Volume of Information
Finally, the volume of available information is large and continually changing. Therefore, extracting information about references to entities from a plurality of electronic documents would need to be automated. Manual training, setup, and refinement may be used, but regular, repeated processing must be automatic, requiring no manual intervention. The large volume of new and unstructured electronic documents being produced via computer systems demands an automated approach. Credible estimates of global information production (in the form of electronic documents) commonly conclude that the production of accessible electronic information in electronic documents now far outstrips manual methods of reading and tracking the information in the documents. For example, the Internet provides access to over 8 billion pages, or electronic documents, of information, and an estimated 50+ million new pages of information daily. Also, some news and trade journal services provide access to approximately 100,000 new electronic documents every week. Such services provide access not only to official or corporate sources but also to personal on-line journals (i.e., blogs), personal web pages on the Web, and on-line discussion forums. As a result, accessible electronic information now reflects social and political trends, consumer interests, reactions to products, and company reputation. In addition, since many consumers use the Internet doing product research, the information on the Internet becomes, for some consumers, the most influential source of product information, regardless of the accuracy of the information.
Prior Art Systems
Currently, prior art methods and systems of extracting information about references to entities from a plurality of electronic documents fail to address this need and fail to meet these challenges. Several prior art systems include systems offered by Intelliseek, Inc. (Please see http://www.intelliseek.com.) and ClearForest Corporation (Please see http://www.clearforest.com.). In a first prior art system, as shown in prior art
Therefore, a method and system of extracting information about references to entities from a plurality of electronic documents is needed.

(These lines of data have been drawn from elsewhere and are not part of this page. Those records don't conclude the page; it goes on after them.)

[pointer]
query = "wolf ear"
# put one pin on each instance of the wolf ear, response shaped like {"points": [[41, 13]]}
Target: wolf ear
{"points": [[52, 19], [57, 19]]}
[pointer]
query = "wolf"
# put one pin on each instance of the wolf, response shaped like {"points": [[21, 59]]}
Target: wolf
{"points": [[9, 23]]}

SUMMARY OF THE INVENTIONThe present invention provides a method and system of extracting information about references to entities from a plurality of electronic documents. In an exemplary embodiment, the method and system include (1) applying at least one document quality measure to each of the plurality of electronic documents, (2) recognizing the references to entities in the plurality of electronic documents, (3) using at least one reference quality measure for each of the references to entities, (4) computing at least one topical category associated with each of the references to entities, (5) finding at least one co-occurring term associated with each of the references to entities, and (6) characterizing each of the references to entities by at least one characteristic category.
In an exemplary embodiment, the applying includes assigning at least one quality score to each of the plurality of electronic documents. In a specific embodiment, the assigning includes assigning the quality score based on the source of the electronic document. In a specific embodiment, the assigning includes assigning the quality score based on the amount of text in the electronic document. In a specific embodiment, the assigning includes assigning the quality score based on whether the electronic document is a duplicate of other electronic documents in the plurality of electronic documents. In a specific embodiment, the assigning includes assigning the quality score based on whether the electronic document is a near duplicate of other electronic documents in the plurality of electronic documents. In a specific embodiment, the assigning includes assigning the quality score based on whether the electronic document contains unwanted text.
In a specific embodiment, the assigning includes assigning the quality score based on the rank of the electronic document, where the rank is selected from the group consisting of pagerank, hostrank, and eyeball count. In a further embodiment, the assigning includes, if the quality score of the electronic document is less than a threshold, eliminating the electronic document.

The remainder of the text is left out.